Posted Tuesday, Nov. 22, 2011, at 8:16 AM
Pfizer has high profits and plenty of cash on hand, but is laying off workers anyway.
Photo by TIMOTHY A. CLARY/AFP/Getty Images
Nelson Schwartz profiles a trend in corporate America calculated to get the blood of any decent person boiling, firms that are so rich in cash that they're spending big on stock buybacks even while declining to hire new workers. In some cases, such as Pfizer, stock buybacks are actually going hand in hand with layoffs. Firms, in essense, are finding workers they can do without, cutting back operations to increase profitability, and using the increased profits to just go buy equity in themselves. It looks fishy. It smells fishy. And certainly it marks a departure from the labor hoarding behavior of yore.
But I'm not convinced it really is all that fishy as opposed to a standard consequence of an economic situation in which aggregate demand is growing but only very slowly.

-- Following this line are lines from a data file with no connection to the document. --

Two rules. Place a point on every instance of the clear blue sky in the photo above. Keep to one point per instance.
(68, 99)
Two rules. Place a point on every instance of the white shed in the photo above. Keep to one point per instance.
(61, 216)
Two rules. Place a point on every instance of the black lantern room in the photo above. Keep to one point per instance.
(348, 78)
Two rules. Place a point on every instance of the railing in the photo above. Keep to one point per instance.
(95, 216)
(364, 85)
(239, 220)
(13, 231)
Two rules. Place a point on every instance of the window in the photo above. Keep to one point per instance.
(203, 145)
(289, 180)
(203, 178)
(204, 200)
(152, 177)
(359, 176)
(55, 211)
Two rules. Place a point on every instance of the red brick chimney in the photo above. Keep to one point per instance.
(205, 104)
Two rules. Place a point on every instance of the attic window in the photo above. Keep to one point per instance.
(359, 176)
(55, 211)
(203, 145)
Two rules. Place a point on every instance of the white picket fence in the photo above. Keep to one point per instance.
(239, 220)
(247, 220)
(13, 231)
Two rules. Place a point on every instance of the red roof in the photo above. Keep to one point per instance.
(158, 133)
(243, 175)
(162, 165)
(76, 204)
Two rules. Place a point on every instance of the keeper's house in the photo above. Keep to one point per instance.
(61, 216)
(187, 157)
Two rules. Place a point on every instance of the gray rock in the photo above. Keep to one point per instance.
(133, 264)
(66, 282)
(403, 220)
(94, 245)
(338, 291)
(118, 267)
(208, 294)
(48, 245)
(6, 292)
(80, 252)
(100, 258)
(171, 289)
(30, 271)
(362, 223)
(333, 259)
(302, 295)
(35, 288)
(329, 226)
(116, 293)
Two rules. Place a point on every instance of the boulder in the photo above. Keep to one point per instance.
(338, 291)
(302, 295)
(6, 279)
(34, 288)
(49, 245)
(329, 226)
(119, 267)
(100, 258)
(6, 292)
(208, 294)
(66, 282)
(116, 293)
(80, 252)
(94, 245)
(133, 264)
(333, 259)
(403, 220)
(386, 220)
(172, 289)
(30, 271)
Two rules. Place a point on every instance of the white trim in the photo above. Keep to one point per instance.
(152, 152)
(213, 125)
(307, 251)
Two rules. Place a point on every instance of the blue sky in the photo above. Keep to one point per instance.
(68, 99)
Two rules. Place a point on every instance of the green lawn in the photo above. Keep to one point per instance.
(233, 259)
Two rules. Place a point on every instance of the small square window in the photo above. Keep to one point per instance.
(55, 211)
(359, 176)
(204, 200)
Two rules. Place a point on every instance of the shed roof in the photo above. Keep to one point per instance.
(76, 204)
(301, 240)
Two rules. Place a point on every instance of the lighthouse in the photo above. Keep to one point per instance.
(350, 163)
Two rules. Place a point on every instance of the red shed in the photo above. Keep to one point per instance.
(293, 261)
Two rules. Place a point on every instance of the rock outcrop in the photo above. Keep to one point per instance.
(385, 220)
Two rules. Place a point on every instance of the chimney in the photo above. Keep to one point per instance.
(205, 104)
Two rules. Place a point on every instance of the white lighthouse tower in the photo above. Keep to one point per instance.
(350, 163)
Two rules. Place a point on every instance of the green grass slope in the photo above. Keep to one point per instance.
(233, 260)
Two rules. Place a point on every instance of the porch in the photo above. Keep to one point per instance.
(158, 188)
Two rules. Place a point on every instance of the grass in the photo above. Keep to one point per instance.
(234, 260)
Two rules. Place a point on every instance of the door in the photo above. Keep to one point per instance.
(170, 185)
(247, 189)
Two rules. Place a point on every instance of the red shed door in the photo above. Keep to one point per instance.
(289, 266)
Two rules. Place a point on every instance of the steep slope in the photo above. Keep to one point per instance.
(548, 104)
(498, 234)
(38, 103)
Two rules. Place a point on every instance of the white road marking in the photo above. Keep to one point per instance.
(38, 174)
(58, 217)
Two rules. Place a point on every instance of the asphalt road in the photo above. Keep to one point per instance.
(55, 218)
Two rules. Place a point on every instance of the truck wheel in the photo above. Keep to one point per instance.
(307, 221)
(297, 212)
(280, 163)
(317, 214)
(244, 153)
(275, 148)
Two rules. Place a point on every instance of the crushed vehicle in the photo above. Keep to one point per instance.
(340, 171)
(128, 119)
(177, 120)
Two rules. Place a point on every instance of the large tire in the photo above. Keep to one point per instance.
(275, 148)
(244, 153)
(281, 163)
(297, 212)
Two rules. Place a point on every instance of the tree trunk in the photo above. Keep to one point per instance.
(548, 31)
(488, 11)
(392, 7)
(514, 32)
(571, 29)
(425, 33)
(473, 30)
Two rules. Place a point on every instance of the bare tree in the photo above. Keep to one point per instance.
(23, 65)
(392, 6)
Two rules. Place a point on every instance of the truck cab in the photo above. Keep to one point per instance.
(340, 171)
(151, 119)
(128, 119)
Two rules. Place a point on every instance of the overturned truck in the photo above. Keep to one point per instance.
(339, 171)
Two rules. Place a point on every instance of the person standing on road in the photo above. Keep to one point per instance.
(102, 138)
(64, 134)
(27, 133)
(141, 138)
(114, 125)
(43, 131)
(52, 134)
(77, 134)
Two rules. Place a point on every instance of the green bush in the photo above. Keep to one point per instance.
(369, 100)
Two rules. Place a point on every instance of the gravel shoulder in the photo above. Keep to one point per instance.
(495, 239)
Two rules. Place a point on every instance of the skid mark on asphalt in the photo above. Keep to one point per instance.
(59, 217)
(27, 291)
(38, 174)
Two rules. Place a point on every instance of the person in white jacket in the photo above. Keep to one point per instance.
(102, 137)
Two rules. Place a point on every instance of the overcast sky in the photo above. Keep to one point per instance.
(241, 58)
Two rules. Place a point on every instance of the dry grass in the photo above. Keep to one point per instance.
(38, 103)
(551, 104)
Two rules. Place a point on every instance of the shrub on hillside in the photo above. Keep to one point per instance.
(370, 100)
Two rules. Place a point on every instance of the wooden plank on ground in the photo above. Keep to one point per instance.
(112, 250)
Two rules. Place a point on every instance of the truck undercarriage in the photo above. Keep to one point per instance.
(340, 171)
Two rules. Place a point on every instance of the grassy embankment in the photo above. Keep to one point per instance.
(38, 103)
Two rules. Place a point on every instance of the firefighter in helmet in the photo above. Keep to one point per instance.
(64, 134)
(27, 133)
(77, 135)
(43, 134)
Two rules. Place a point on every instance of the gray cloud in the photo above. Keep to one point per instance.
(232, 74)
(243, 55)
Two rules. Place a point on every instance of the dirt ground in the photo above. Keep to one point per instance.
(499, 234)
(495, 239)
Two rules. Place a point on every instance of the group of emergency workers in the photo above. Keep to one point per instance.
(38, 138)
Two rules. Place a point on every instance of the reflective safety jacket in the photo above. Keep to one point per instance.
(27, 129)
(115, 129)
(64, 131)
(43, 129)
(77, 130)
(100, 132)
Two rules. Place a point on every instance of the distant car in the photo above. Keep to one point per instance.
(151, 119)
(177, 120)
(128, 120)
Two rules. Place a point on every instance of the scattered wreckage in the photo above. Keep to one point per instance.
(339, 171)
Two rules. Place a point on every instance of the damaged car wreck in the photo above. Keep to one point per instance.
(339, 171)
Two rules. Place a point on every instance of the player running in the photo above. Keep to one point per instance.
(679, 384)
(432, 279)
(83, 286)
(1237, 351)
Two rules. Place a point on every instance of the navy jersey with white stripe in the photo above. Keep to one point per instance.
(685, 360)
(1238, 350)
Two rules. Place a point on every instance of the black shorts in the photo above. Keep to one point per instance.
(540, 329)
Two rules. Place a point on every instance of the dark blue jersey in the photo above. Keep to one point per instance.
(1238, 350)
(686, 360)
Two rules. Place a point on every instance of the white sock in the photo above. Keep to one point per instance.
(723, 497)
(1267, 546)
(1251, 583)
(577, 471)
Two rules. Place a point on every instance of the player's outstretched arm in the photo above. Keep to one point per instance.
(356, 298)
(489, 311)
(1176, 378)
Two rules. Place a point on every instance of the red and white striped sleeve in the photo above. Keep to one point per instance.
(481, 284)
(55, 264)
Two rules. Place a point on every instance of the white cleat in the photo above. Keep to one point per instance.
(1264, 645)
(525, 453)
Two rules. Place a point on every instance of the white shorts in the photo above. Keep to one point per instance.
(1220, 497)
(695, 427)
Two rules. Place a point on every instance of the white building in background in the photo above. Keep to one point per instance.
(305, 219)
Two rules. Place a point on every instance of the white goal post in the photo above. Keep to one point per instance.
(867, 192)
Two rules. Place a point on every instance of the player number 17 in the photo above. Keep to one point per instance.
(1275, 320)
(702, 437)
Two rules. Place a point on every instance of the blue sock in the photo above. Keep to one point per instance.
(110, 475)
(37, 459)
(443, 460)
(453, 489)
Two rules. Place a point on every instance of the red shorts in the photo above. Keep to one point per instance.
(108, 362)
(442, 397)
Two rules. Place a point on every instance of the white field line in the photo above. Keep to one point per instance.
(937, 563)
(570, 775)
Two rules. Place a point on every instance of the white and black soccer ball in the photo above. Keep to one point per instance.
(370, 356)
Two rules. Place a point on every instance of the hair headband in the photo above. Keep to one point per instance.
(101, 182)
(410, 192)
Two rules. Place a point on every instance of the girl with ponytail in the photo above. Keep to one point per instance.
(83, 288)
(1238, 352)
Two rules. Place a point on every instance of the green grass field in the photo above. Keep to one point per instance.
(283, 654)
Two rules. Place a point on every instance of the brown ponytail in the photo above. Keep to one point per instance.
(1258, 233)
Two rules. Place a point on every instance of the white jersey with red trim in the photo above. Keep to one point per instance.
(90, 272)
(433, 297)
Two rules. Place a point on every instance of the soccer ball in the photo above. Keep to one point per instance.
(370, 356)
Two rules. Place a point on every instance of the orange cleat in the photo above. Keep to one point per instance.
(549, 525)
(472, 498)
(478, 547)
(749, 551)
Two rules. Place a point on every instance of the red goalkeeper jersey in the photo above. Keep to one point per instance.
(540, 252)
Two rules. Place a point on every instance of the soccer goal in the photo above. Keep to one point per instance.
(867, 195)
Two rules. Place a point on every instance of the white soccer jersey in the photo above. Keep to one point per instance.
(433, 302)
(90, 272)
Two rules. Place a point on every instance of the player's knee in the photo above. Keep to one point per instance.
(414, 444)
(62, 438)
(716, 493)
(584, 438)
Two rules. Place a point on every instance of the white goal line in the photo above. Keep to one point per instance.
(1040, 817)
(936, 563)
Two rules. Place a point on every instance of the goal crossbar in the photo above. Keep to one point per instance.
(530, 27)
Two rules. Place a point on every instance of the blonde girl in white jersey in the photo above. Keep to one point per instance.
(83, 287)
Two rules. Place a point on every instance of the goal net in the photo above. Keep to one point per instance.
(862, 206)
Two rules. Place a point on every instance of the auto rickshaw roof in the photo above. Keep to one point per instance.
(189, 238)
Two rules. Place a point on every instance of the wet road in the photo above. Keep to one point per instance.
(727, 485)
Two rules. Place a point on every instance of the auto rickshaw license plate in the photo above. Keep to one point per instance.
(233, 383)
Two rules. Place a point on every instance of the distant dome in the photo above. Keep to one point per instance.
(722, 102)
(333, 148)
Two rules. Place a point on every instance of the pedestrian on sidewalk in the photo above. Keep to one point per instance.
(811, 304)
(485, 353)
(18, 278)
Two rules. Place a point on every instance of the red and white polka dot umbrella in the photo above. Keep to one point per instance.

Think about a guy running a very good, very upscale restaurant in a small city like Bangor, Maine. Maybe people really like the restaurant, and he's consistently busy during limited hours in the off-season and still consistently busy operating lunch and dinner service seven days a week (plus extra outdoor seating) during the summer time. The business is profitable and he's making lots of money. But the fact remains that Bangor just isn't very big. There's a limited market for fancy expensive restaurants for reasons that have nothing to do with the quality of any given restaurant. So even though the restaurant is popular, the prospects for investing in growth aren't that good. To expand operations, you'd really need to invest in opening a new place aiming at a totally different market segment. But as long as that's the shape of the investment, you might as well just take your profits and invest them in the S&P 500 or buy copper futures or anything else. The point is that the core business, despite being a good business with healthy profits, faces a bleak outlook for expansion. So your first priority is to try to pay off creditors or buy out any equity investors you took on at the beginning to maximize flexibility for the future. Then when summer turns to autumn, you know demand is going to dip so you're going to start letting workers go and scaling back hours even though you have a profitable business.
This is roughly the situation facing many American businesses. For all the whining that CEOs are doing about regulation, taxes, and "uncertainty" the reality is that American firms' existing operations are quite profitable. The problem is that we all expect spending growth to be weak, meaning household income growth will be weak, meaning sales growth will be weak. That means it doesn't make a ton of sense to hire many new people even though unemployed workers are plentiful. What we need is government action to re-coordinate expectations around the idea that demand will grow more rapidly and firms who don't expand to capture the new demand will be losing out on key opportunities. If expectations settle around that notion, then we'll see new hiring and extra hours for existing workers. That higher household income will translate into the higher spending that makes the expansions pay off.